Iris review – vibrant sartorial documentary
4 / 5 stars
Iris Apfel, the
beloved 93-year-old New York fashion icon, is a fitting subject for
Albert Maysles’s penultimate film
Jonathan Romney
Sunday 2 August 2015
07.59 BST /
http://www.theguardian.com/film/2015/aug/02/iris-review-vibrant-sartorial-documentary
Edna Mode, the
hi-tech fashionista of The Incredibles, may have had Anna Wintour’s
hair, but more distinctively, she had the porthole-sized spectacles
of Iris Apfel, the 93-year-old subject of this documentary. A beloved
New York fashion icon and self-styled “geriatric starlet”, Mrs
Apfel is famous for dressing with delirious, eye-searing panache. “I
like to improvise,” she says, “try this, try that, as though I’m
playing jazz” – her jazz presumably being of the bacchanalian
free-improv variety, rather than black polo-neck cool school.
Albert Maysles’s
film follows Apfel on her shopping expeditions; explores the
clutter-filled Aladdin’s cave of a home she shares with her husband
and interior-design partner Carl, now 101; and shows her imparting
brittle and generous wisdom to younger and more earnest fashionistas.
Given that she has
made a lifelong three-ring circus out of her dress sense, it would be
easy to dismiss Apfel as an eccentric show-off rather than exalt her
as a permanent performance artist.

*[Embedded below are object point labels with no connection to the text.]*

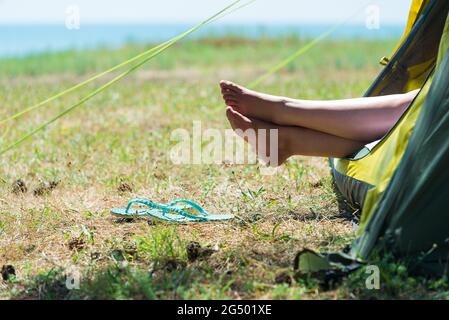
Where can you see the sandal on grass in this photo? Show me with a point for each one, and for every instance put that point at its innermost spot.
(175, 211)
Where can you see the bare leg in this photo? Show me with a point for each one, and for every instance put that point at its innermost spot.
(362, 119)
(295, 140)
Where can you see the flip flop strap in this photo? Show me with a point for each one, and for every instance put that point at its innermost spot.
(169, 208)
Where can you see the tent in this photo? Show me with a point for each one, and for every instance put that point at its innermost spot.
(401, 182)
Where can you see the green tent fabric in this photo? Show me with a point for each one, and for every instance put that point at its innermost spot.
(411, 219)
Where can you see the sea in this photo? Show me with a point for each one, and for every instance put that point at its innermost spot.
(23, 40)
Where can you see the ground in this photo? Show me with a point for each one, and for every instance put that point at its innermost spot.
(56, 222)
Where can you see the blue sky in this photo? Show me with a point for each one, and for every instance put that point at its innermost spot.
(179, 11)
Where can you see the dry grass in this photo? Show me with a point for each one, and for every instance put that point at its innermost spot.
(116, 148)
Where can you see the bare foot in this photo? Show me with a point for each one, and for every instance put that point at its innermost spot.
(251, 103)
(245, 126)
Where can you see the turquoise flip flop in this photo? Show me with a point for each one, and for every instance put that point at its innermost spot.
(176, 211)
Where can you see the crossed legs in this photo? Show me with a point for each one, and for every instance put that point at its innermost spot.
(314, 128)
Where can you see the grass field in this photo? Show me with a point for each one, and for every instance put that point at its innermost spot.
(116, 148)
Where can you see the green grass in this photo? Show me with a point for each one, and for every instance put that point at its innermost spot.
(123, 137)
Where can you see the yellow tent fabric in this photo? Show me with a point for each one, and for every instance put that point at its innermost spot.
(377, 167)
(388, 156)
(416, 10)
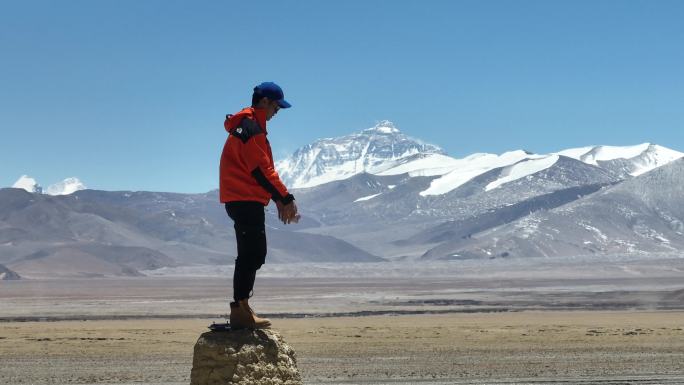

But she emerges here as a
down-to-earth, self-mocking, savvy philosopher, a one-off combination
of Madame de Pompadour and a borscht-belt standup: it’s not just
Iris’s glasses that recall George Burns, but her wit too.
Albert Maysles –
who died in March aged 88, and whose penultimate film this is – is
best known for the verite-style documentaries he made with his late
brother David, notably Grey Gardens (1975), a deeper, darker portrait
of two somewhat more troubled grandes dames. Iris is a slight,
conventional affair by Maysles’s standards, and a touch repetitive
– endless bolts of fabric and panoplies of costume jewellery laid
out for our appreciation. And you can’t help thinking that a
socialite who can afford to indulge her style might by nature be less
interesting than those people who manage to fuel their sartorial
fancies on a shoestring. But Iris Apfel’s whole being – like this
entertaining study – is a bracing advert for the pleasures of
living large, and loud, into old age.